44. Lors de cette « conciliation », M. Muller n’a voulu entrer en matière avec engagement sur rien. Il s’est contenté de vagues promesses, d’affirmations non vérifiées, et de refus :

  • on aurait trouvé une place pour les 2 apprentis (chez Atar et SRO-Kundig).
  • on aurait retrouvé des emplois pour tout le monde dès le 1er mars
  • sur suggestion du juge, il s’engage à fournir une document de la fiduciaire concernant la situation financière de l’entreprise
  • sur suggestion du juge, il s’engage à faire une proposition de pont AVS/LPP à Mme Ménetrey qui est à 1 an de sa retraite
  • il refuse de montrer le contrat de vente des machines mais jure qu’il n’y a aucune clause de non-revente en Suisse
  • il refuse d’entrer en matière sur un vrai plan social estimant qu’il a déjà fait plus que ses obligations contractuelles

45. Le juge estime qu’il est trop tard d’intervenir pour les machines puisqu’elles sont déjà vendues.

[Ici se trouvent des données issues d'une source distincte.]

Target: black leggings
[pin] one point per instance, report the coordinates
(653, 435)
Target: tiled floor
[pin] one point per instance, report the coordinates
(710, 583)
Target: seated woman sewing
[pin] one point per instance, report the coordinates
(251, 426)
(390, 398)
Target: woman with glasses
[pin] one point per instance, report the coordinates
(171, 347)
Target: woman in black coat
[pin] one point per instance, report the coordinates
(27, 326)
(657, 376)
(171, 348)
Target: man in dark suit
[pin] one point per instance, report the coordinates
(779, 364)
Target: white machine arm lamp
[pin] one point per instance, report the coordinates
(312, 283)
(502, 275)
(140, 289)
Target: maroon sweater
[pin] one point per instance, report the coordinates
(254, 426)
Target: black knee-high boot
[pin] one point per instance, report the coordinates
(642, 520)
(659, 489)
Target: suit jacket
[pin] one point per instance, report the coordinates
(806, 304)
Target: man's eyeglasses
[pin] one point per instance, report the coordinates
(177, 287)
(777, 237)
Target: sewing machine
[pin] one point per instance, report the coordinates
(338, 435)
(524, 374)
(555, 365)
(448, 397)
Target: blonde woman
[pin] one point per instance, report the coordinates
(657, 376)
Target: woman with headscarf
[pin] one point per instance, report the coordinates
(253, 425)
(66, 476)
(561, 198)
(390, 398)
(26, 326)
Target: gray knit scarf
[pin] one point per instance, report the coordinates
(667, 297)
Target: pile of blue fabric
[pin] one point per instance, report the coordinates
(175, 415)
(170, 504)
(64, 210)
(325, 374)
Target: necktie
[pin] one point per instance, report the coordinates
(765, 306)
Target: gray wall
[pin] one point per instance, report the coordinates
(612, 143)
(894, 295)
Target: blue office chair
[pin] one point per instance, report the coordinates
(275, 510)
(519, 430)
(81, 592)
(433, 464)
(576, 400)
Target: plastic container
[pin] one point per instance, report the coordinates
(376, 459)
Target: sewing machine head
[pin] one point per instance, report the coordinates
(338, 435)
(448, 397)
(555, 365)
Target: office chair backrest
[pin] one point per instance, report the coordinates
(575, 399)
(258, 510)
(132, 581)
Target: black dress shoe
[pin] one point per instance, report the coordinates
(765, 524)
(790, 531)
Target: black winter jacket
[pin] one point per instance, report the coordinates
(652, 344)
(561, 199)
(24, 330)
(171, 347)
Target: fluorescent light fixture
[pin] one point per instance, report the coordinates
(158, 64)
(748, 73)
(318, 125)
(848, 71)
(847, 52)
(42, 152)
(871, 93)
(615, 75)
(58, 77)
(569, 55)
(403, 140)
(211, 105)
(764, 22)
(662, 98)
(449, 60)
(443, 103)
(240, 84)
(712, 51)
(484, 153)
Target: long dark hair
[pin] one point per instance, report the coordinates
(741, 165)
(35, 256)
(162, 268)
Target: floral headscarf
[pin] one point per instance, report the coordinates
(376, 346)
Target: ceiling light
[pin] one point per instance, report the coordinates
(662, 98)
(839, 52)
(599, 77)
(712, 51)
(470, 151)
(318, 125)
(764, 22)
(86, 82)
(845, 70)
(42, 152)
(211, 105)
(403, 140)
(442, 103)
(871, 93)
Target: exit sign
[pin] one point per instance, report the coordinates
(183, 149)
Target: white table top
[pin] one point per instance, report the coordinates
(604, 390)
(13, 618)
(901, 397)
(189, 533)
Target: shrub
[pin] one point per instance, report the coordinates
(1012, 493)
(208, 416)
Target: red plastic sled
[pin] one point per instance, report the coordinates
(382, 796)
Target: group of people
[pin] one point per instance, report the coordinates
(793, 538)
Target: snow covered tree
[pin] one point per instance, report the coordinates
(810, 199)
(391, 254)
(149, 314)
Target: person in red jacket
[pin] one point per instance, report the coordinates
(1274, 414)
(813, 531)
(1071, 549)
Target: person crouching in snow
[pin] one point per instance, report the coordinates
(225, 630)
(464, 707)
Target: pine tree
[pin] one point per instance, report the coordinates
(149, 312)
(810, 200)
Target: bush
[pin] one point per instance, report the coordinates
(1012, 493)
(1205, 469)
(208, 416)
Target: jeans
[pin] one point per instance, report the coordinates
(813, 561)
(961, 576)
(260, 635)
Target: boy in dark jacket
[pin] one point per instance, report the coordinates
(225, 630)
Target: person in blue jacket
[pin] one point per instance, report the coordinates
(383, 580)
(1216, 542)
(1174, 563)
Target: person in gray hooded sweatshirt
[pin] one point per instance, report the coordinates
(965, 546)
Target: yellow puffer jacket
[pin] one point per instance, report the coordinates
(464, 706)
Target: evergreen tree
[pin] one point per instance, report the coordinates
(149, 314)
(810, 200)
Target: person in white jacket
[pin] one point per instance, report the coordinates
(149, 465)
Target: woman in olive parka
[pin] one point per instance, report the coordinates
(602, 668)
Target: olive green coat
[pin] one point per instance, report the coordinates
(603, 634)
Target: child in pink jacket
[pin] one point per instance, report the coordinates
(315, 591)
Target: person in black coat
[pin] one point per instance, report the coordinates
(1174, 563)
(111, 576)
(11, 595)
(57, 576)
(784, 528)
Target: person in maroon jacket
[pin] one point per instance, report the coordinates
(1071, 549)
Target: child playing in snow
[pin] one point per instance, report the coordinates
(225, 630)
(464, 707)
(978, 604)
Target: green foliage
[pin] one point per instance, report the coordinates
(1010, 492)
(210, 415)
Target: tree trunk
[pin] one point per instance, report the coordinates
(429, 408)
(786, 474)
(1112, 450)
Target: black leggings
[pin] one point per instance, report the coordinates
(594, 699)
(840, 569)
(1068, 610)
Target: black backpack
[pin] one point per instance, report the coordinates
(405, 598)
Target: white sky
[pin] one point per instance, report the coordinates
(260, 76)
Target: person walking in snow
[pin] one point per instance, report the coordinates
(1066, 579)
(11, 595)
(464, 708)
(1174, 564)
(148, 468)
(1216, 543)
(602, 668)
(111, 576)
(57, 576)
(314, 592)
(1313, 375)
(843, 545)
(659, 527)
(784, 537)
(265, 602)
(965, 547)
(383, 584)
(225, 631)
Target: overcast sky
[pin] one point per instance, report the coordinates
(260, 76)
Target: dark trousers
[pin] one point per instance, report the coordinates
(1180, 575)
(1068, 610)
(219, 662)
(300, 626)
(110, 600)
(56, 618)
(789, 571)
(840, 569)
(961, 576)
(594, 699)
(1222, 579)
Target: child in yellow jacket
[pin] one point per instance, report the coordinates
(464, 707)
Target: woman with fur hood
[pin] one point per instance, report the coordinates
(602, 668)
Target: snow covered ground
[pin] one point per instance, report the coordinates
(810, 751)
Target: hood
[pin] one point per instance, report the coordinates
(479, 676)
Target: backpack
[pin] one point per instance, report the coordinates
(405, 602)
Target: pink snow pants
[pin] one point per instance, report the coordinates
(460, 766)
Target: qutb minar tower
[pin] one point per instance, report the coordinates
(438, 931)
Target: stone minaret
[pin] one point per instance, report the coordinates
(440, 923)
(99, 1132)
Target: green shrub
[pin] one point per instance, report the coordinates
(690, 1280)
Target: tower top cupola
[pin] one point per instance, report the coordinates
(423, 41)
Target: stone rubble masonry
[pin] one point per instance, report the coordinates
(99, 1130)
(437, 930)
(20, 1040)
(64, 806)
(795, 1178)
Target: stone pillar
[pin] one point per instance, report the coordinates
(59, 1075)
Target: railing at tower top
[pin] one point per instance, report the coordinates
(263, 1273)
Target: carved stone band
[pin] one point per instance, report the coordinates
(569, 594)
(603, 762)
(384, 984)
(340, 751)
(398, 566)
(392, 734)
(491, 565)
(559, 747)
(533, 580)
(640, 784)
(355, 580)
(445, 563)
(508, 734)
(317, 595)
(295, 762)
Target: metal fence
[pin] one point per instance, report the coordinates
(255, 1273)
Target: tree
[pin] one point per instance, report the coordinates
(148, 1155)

46. Le juge estime à plusieurs reprises que la question du respect de la procédure en cas de licenciement collectif peut réellement se poser vu les dispositions du CCT qui étendent celles du Code des Obligations. Il répète à plusieurs reprises que M. Muller aurait mieux fait de respecter la procédure du licenciement collectif.

47. La séance de conciliation se termine ainsi sans protocole de conciliation signé entre les parties.

48. Comedia et les salariés décident d’interpeler directement le Conseil d’Etat pour faire pression pour permettre la réalisation du projet de David Harry.

49. Comedia mandate l’Etude Waeber-Membrez-Bruchez pour étudier la possibilité de saisir la CRCT pour non respect du CO et du CCT en matière de licenciement collectif et de transfert/vente d’entreprise.